Photo: Todd Gill, Fayetteville Flyer
FAYETTEVILLE — A rezoning request that would allow for a redevelopment of the 112 Drive-In property was approved by the Fayetteville Planning Commission on Monday. It’s now up to the City Council to consider the request for final approval.
Commissioners voted 8-0 in support of the plan, which would change the site from a strictly commercial zone to an urban thoroughfare district which allows a wide variety of commercial and residential uses. Commissioner Porter Winston was absent.
The owners of the property plan to sell the land to CL Partners, LLC, according to Steve Brooks, an attorney with Eldridge Brooks Partners who represents the developers.

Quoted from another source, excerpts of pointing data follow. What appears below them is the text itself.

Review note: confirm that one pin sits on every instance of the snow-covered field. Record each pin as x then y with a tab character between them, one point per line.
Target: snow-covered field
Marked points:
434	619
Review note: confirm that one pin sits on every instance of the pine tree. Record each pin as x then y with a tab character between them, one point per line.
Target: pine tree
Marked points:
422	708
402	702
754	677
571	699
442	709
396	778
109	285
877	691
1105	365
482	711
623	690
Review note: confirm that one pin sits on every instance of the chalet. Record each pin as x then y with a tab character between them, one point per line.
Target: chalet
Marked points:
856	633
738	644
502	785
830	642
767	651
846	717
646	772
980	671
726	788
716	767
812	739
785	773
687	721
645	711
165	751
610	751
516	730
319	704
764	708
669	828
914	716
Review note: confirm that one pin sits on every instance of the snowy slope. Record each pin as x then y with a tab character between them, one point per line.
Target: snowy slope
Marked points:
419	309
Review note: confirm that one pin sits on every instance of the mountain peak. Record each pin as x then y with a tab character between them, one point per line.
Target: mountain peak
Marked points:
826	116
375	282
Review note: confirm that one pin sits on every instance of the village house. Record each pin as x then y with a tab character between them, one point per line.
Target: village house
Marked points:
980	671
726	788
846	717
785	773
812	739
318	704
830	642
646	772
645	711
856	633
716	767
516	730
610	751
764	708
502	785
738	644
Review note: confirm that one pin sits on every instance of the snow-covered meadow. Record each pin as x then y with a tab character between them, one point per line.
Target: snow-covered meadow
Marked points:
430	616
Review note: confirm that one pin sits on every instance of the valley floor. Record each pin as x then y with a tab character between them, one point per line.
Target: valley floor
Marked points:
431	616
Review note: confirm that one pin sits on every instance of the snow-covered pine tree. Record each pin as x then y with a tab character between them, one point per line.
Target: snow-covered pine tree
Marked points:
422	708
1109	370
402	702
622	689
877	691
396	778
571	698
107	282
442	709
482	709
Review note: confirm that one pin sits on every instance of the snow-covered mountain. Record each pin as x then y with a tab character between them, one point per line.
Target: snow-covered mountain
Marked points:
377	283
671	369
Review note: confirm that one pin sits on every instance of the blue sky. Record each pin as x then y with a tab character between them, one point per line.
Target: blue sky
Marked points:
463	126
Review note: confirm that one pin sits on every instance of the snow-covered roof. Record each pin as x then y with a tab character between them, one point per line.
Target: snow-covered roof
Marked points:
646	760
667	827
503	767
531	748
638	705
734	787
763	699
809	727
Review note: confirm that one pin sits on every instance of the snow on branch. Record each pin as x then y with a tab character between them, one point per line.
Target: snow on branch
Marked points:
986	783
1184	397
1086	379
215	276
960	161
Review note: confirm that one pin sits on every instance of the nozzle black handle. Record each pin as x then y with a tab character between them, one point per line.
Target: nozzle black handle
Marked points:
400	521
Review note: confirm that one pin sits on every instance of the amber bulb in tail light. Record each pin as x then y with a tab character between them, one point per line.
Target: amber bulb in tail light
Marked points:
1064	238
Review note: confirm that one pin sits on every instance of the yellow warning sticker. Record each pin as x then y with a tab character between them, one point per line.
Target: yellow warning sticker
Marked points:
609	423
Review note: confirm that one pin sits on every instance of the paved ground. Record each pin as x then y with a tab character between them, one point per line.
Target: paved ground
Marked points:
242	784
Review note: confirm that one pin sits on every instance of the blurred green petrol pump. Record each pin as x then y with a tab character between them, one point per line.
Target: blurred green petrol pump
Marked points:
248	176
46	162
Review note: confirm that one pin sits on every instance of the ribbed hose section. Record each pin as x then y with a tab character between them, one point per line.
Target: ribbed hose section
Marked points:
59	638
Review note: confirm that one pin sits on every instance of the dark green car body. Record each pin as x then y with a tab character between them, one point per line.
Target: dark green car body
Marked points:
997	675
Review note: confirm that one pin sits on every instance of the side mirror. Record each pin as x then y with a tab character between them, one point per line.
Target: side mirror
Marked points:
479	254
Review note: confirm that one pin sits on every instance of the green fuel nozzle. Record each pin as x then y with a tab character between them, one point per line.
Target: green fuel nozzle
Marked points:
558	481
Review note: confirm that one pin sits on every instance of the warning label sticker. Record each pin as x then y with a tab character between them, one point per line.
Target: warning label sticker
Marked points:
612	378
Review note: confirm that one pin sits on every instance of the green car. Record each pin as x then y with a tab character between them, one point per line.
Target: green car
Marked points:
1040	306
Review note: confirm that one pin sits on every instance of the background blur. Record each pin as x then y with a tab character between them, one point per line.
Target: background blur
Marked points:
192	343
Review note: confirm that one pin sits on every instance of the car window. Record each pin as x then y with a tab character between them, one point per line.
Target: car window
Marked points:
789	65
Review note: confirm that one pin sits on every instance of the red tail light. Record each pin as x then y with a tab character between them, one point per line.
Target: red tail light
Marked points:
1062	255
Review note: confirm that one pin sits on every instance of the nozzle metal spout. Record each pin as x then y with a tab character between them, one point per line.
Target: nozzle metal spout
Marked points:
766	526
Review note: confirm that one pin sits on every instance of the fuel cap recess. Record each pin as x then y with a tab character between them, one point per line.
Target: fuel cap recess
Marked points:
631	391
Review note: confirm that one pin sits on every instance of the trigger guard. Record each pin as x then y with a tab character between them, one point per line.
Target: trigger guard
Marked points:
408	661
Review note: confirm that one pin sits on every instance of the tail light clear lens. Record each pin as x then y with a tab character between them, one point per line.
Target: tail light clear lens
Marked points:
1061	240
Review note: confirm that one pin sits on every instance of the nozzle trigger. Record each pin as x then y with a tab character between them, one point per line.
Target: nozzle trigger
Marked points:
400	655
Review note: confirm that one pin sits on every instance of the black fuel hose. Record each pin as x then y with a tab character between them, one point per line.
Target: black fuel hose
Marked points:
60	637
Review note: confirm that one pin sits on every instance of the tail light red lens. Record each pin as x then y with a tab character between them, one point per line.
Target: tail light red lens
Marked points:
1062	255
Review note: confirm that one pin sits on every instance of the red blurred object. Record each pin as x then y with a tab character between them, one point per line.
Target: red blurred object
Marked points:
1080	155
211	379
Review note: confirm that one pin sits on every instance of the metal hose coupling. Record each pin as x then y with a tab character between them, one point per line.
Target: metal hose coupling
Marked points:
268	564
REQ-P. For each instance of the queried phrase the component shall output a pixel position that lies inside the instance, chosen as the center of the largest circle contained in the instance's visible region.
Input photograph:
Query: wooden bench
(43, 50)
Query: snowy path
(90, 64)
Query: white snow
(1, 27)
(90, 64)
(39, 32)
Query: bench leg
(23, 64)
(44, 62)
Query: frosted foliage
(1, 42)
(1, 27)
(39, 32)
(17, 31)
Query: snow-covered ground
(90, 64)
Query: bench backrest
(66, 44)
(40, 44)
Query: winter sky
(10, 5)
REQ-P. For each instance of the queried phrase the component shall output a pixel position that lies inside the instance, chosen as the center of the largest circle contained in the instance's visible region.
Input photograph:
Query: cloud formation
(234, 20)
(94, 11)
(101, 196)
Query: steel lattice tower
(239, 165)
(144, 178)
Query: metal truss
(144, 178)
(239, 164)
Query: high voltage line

Brooks said the requested district is in line with the city’s future land use plan for the area, which designates the property as an Urban Center Area intended to accommodate residential, retail, and entertainment uses.
Site plan courtesy City of Fayetteville (enlarge)
A site plan submitted to the city shows a variety of housing options and several commercial uses across the property.
While the current movie screen at the north end of the site would be replaced with residential units, the site plan does show a smaller outdoor movie screen on the southeast corner of the land next to an 805-seat cinema with a beer garden. The southwest portion of the site includes a proposed 10,000-square-foot retail or restaurant space with associated parking.
A representative from the 112 Drive-In said the owners do not plan to be involved in the operations of either new cinema space, “but are thrilled with the new prospective owners’ plans for the project and land development.”
The 112 Drive-In is one of three remaining permanent drive-in movie theaters in Arkansas, along with the Kenda Drive-In in Marshall and the Stone Drive-In in Mountain View.
The United Drive-In Theatre Owners Association states there were 318 drive-ins across the U.S. as of September, down from 374 theaters in 2010. The industry has seen a drastic reduction from its heyday in 1958 when there were 4,063 drive-ins in operation, with the hardest hits coming from 1978-1988 when over 1,000 screens closed.
Closures of drive-ins, the association says, are commonly due to land value increases that make selling for redevelopment attractive financially, especially for aging owners who wish to retire, who have difficulty obtaining first-run films, and who face increasing competition from other entertainment options.